«Vino un hombre con un cuchillo y tuve que huir»

El Correo, DAVID GONZÁLEZ, 06-11-2010

Comienza a hacer un frío de mil demonios en Portal de Arriaga. Pasan unos minutos de la medianoche y el termómetro marca cinco grados. La ausencia de edificios cercanos provoca, sin embargo, que la sensación térmica sea más baja. Pese a ello, varias jóvenes se apostan en las rotondas y cruces cercanos. Su zona de ‘trabajo’ comprende desde los chalés de Ibaiondo hasta la calle La Peña, en el corazón del polígono industrial de Gamarra.

Son prostitutas de la calle, el último eslabón de esta escabrosa cadena. Compañeras de la chica presuntamente violada el pasado 24 de octubre por tres hombres de nacionalidad marroquí. Durante la elaboración de este reportaje, los dos periodistas desplazados contabilizaron quince profesionales del sexo. Todas extranjeras. De Nigeria, Sierra Leona, Rumanía…

La mayoría conoce el caso, destapado ayer por este periódico, y que ha generado alarma social por la decisión de la jueza de guardia de dejar en libertad con cargos a los sospechosos, capturados por la Policía Local el pasado día 1, hasta que la víctima ratifique su versión. La joven permanece en paradero desconocido tras huir de la ciudad «por miedo» a represalias. Agentes de la Guardia urbana tratan de localizarla y convencerla para que retorne y el proceso judicial se enderece.

«Sabemos qué ha pasado. Es muy fuerte, ¿pero qué vamos a hacer? No hablo casi tu idioma, con esto gano dinero, no tengo opción», comparte en un más que aceptable inglés una de las meretrices, de origen nigeriano. Las centroafricanas, de hecho, se expresan bastante mejor en ese idioma que en castellano.

Junto a la estación de servicio de Portal de Arriaga con Artapadura, tres mujeres esperan clientes. Como el resto desconfían de entrada del extraño que las aborda. Una de ellas apenas tendrá veinte años, aunque su mirada endurecida sugiere una vida complicada. «¿Que si tenemos miedo? Yo no. El último sábado vino un hombre. Se cubría la cara con un pañuelo y llevaba un cuchillo. Iba hacia mí. Empecé a gritar para avisar a las otras chicas y salí corriendo. Escribe eso, escribe, no tengo miedo de contarlo. Me da igual qué me pase», detalla mientras sus compañeras asienten algo asustadas.

Anotar la matrícula

La joven asegura que ningún chulo las controla. Sí parecen estar muy bien organizadas. Una mano en alto para detener a los escasos coches que pasan; la otra, metida en el bolso, aferrada al teléfono móvil. Cada vez que entran a un vehículo memorizan la matrícula. La prostituta más cercana también anota los números. «Por si acaso», explica una de las chicas en la Avenida del Zadorra.

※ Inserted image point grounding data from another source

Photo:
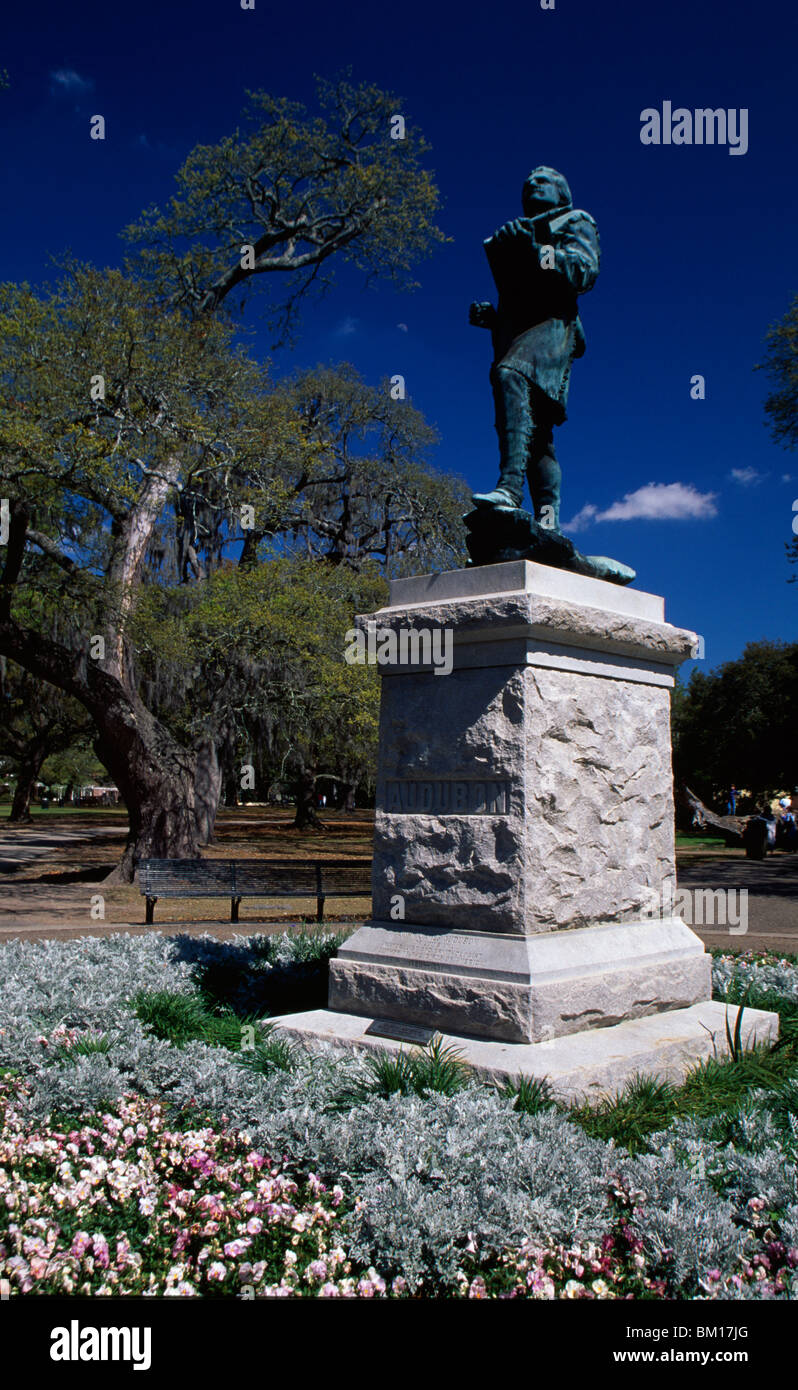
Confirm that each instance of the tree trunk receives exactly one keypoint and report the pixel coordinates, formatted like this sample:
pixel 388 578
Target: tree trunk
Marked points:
pixel 155 773
pixel 156 779
pixel 27 777
pixel 207 790
pixel 306 818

Mudas cuando se les cuestiona sobre su nombre real, vida anterior o domicilio actual, sí se relajan a la hora de compartir sus vicisitudes en la vía urbana. Otra de las prostitutas espera en la calle Aguirrelanda, a menos de trescientos metros de la comisaría de la Policía Local. «Hay clientes muy buenos y otros que son unos cabrones. Me han dado golpes muchas veces», narra. Se le enciende la cara según habla y recuerda.

- ¿Quién te ha hecho daño?

- Españoles, moros, ecuatorianos…

Y todo por ganar unos treinta euros por cada servicio. La mayoría de las ocasiones, menos. «Maldita crisis. Vienen menos hombres y ahora te regatean. No quieren pagar lo que pedimos», desliza otra de las chicas, también de origen centroafricano. Un ‘francés’ (felación) se puede lograr «por diez euros». El completo, por veinte.

Mientras relata las tarifas con desgana, en un coche cercano, las lunas tintadas por el vaho apuntan qué ocurre dentro. Acaba el traqueteo. Una joven de color sale y el conductor pisa el acelerador al percatarse de la presencia de dos ‘extraños’, uno de ellos con cámara fotográfica. «Si vienen dos en el coche como habéis hecho vosotros, grito y salgo corriendo. No me arriesgo, siempre miro a los ojos, para saber si es de fiar o no», advierte.

El goteo de clientela, no obstante, resulta constante. Las chicas entablan conversación, fijan precio y suben al coche. Saben que se la juegan. «Pero no nos queda otra opción». Así cada noche.